I started using the phrase ‘offensively defensive’ to describe some of my interactions with other people. I’m describing the times where I feel like I may be under scrutiny for not living up to societal expectations. I have fallen into the trap of trying to be defensive of my choices and the state of my life by ‘heading comments off at the pass’ if you will, so that I can make an excuse for something before someone has a chance to pass judgement. Playing offense with defensive tactics. In reality I’m being offensive to myself because of my defensiveness. All this strategy does is opens a conversation that never needed to happen in the first place. It is so rare for people to actually be disturbed enough by something I’m doing to make a comment. Being unnecessarily explanatory for inadequacies also makes me appear insecure about what it is that I’m defending. Looking in on myself, I see a disconnect in how I’m presenting myself to the world. I carefully wind my way through life, checking my integrity at every pass. So why am I coming to my own defense before it is called for? If I were as confident as I think I am in my choices, then there should be no need to defend them.

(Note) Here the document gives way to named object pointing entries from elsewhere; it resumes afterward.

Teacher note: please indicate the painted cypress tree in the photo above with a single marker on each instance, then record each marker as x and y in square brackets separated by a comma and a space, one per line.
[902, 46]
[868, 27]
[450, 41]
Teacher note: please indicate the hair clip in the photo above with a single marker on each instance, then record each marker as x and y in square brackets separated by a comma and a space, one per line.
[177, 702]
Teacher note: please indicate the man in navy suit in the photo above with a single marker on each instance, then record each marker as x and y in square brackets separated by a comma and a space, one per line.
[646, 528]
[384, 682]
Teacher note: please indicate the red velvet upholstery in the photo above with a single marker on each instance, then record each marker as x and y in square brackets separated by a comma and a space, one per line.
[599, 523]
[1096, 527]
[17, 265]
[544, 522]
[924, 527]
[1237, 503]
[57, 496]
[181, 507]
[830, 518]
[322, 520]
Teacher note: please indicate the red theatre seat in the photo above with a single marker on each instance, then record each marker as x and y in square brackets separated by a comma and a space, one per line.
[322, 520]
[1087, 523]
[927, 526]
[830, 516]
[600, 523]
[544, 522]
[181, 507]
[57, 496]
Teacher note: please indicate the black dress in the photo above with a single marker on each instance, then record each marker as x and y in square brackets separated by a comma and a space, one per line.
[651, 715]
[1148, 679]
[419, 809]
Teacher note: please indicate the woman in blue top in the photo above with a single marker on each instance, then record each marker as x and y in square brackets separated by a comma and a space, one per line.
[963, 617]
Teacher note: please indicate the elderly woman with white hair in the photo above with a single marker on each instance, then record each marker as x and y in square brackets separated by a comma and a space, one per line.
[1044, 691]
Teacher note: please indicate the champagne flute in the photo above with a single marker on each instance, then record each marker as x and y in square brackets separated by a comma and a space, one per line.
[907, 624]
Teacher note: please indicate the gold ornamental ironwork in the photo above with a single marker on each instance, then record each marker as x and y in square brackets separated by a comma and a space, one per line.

I have so many examples of times where I use this strategy. The easiest to spot are when people come over. I feel the need to excuse the state of my house. Rather than just letting it be what it is (cluttered because I spend time with my children and writing and reading instead of tidying). I make excuses for the dishes near the sink or the mountain of clean but yet to be folded laundry. Rather than allowing the energy to remain clear, it draws attention and my own negative energies to these misgivings, and measures them up as such by my own admission. Other examples include our food choices. Rather than just stating facts (I don’t eat…) I feel the need to justify everything. Unless a reason is asked for, people don’t really care. And it’s not like I explain myself well in these situations, I usually give a partial answer, the one I think people want to hear. Rather than clarifying things, it’s more like voluntarily putting myself into a fight or flight situation, one which only makes the issue more convoluted!
So…why do I do this to myself?
Because I feel there is some sort of standard that I should be living up to – but there is none, because we are not machines, we are not all alike, and we all have our own priorities. Because I feel that I am being judged unfairly – but I cannot know that since I am only anticipating and projecting judgments, ones conjured in my own mind and thus a reflection of myself. Because I feel like I should be better at something than I am – which I don’t need to be, I am what I am, I am enough.
So then, what instead? I’d like to stop offending myself now. Could I accept that people may judge my home, me, my children? Could I accept that their judgement is not mine? Could I exercise some self-compassion? Could I choose to be happy? Grateful for how I do spend my time? Lose the fear? Love? Love it all? I choose that. And if I can’t be that yet, I’ll fake it until I can.